44 thoughts on “Harriet Said – Beryl Bainbridge

  1. So glad you enjoyed this. There is going to be another Beryl Bainbridge reading week in June hosted by Annabel of Annabel’s house of books. I have several of her books waiting to read.

  2. I’ve read some of Beryl Bainbridge’s books and enjoyed them all. According to Queenie, a novel about the life of Samuel Johnson as seen through the eyes of Queeney, Mrs Thrale, Master Georgie, set in the Crimean War telling the story of George Hardy, a surgeon and The Birthday Boys a novel about Captain Scott’s last Antarctic Expedition are historical novels.

    Other novels of hers I’d recommend are An Awfully Big Adventure. a semi-autobiographical novel based on Beryl Bainbridge’s own experience as an assistant stage manager in a Liverpool theatre, set in 1950, as a Liverpool repertory theatre company are rehearsing its Christmas production of Peter Pan, and A Quiet Life. another semi-autobiographical novel, using her own childhood and background as source material, which I thought a brilliant book. Actually all of them are brilliant!

    1. Thank you Margaret I am very pleased that I managed to pick up a copy of An Awfully Big Adventure at a book sale on Saturday which sounds fantastic from your comments I also have a copy of Winter Garden which sounds interesting The historical novels you mention written by this author also sound very good so I will keep an eye out for them to – I really do appreciate your thoughts and recommendations.
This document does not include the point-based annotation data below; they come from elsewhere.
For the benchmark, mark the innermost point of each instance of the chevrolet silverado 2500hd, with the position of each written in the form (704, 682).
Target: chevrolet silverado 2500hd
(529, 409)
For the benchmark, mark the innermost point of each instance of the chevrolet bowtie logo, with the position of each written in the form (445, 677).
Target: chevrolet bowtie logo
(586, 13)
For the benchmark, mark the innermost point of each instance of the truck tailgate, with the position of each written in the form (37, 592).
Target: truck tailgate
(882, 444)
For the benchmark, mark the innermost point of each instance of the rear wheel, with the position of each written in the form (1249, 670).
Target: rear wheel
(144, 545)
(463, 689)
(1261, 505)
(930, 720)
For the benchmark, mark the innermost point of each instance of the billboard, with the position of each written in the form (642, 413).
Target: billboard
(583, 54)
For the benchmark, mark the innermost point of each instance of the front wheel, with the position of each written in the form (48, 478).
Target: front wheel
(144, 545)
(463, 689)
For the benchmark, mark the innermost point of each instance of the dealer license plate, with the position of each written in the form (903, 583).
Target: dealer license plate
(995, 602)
  3. I think I mentioned before I’ve not read any Beryl Bainbridge and she wasn’t even on my radar to be honest. She is now and I will be keeping an eye out for her. This book sounds dark, which I like. I wonder if it’s ever made it to TV – sounds like it should have!

    1. You are right this would have made a captivating TV series athough even or perhaps, especially today I’m sure this one would have some tough critics! I often wonder how I’ve gone through my life and missed out on such fantastic authors – no more!

  4. Oh, this sounds excellent, Cleo – deliciously dark and unsettling. I’m hoping to read my first Bainbridge for Annabel’s reading week in June. Assuming I take to it (which I’m pretty sure I will) then this will move onto my TBR list. Lovely review!

  5. This does sound like a dark and disturbing read, Cleo. And it sounds as though it’s one of those psychological thrillers where the suspense is as much mental and emotional as anything else. Intriguing!

    1. It is quite shocking Margot, and I’m not easily shocked, even more so when I realised it was first written in the 1950s – an amazing piece of writing which had me captivated as well as horrified.

  6. I love Beryl Bainbridge she’s one of my favourite authors. She is so odd and I mean that in the best possible way. You can never work out what she’s going to do and she writes about sex in a way that very few women do with absolutely no romance or sentimentality attached and often with immense unsettling humour. I’m a big fan of the historical one’s Margaret mentions in her first paragraph above It’s worth giving a miss to The girl in the polka dot dress because she hadn’t finished that when she died and so although good you can tell she didn’t do the final polishing and cutting.

  7. Ah, I was thinking while reading your review that it sounded very like the New Zealand case, which I only know about from the film Heavenly Creatures. A fascinating story, all the more so for being true, though it sounds like Bainbridge has made some changes. Already on my wishlist from Ali’s review – I’m even keener now! I assume you know one of the girls in that case is now a top crime writer herself – Anne Perry.